Coming up with ideas is— I don’t want to say “easy” but it’s something that humans can do, and now AI can do. When we try to use AI to predict the quality of an idea, it still struggles. And again, it’s not too surprising, in the sense that humans— even venture capitalists— are really having a hard time predicting the odds.
Bradlow: Valery, any thoughts about that? I’ll call it the “idea generation”—by the way, I love this bifurcation into the idea generation stage, versus the selection phase. And as a statistician, I would imagine with enough data, eventually, and enough variation— you know, as we always say, you need variation in X to be able to have good selection models. And you need to, of course, observe outcomes over time. I would imagine that if we’re sitting here five years from now, AI engines may be able to do better, a lot better, on the selection phase than they do now. But what are your thoughts?
Yakubovich: Well, actually, I think if we look a couple years back, we thought AI will never be creative. We always thought AI will be predictive. But creativity, based on existing data and so on. And suddenly, we’re surprised. We find that generative AI is quite creative. But if you think more about it, it’s not so surprising. One, how do we define creativity? We go back to Schumpeter, the famous economist. He said it’s about recombination of existing ideas. And because these large language models are trained on such a huge volume of information, which encompasses all kinds of diverse opinions— if the task is not very well-defined, it actually does better. Because it can produce all kinds of opinions, you can imagine. All kinds of customer profiles, you can imagine. And this very ability becomes very helpful for recombination, right? That’s why these findings are quite consistent with what we know how creativity operates.
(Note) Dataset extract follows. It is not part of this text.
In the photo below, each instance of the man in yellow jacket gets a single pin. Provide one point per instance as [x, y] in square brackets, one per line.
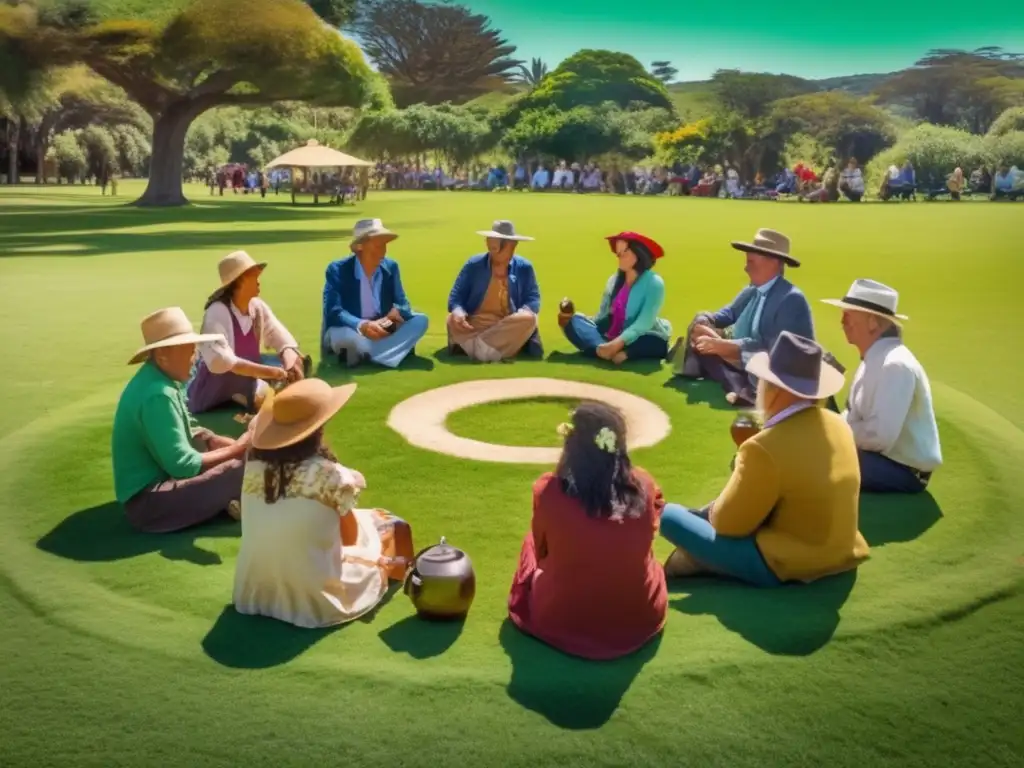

Bradlow: And by the way, the nice thing that Christian is doing, he’s sharing a lot of his findings with the press and social media. So I had read that article. And I’m glad that I read it.
Terwiesch: Thank you!
Bradlow: No, I give myself a good grade, because that is what I read from the article. So I’m glad that I interpreted the findings appropriately.
Terwiesch: Yeah.
Bradlow: So, there’s the technology piece. There’s the innovation piece. But what about the company adoption piece? What are you guys seeing in the Mack Institute part of the world? Are companies embracing this as the next great opportunity, or as companies thinking, “My God. This is a threat to my business model.” What do you see happening out there in the world?
Terwiesch: So, we had just on Wednesday evening a session in Executive Education with the Customer Analytics Program that you’re well-familiar with, of course.
Bradlow: Which I taught on a Monday.
Terwiesch: Right. And so we were talking with the participants about what it means for their business. And I think many of them are struggling, making sense of the technology. They know it’s big, but they have a hard time. Like, “What do I do next? Where do I get started?” And I think— I hate to say this to a marketing professor, right? But, I mean, you start with your customer journey. You start with your customer pain points. It’s not the right strategy to say, “Let’s AI everything.” You look for the customer journey. What are the customer needs, where are the pain points? And then identify those and think along those customer journeys, where could AI be the right solution? You now have a new set of tools, and you can go through your existing pain points that you might have known for many years and fix those. Plus, you can find through the sensing technology of AI, by having it read customer reviews, by interviewing it, you can find new pain points along the way that you might have not been aware of.
Bradlow: I see. Valery, what are you seeing since as the executive director of the Mack Institute, a lot of your role is to interface with companies? Us as faculty directors, we obviously do a lot of research. We also interface with companies. But you’re really on the front lines. What are you seeing today, and how are companies thinking that the Mack Institute can help them?
Yakubovich: Well, I think right now that’s the major disruptive technology that preoccupies a manager’s attention. Basically, I mentioned briefly that we have this experiential learning piece at the Mack Institute. We do projects with companies. This semester, out of seven projects, four are about generative AI. And I looked at them before coming here.
Bradlow: Can you tell our listeners, without giving the companies, what are those projects? What are they on?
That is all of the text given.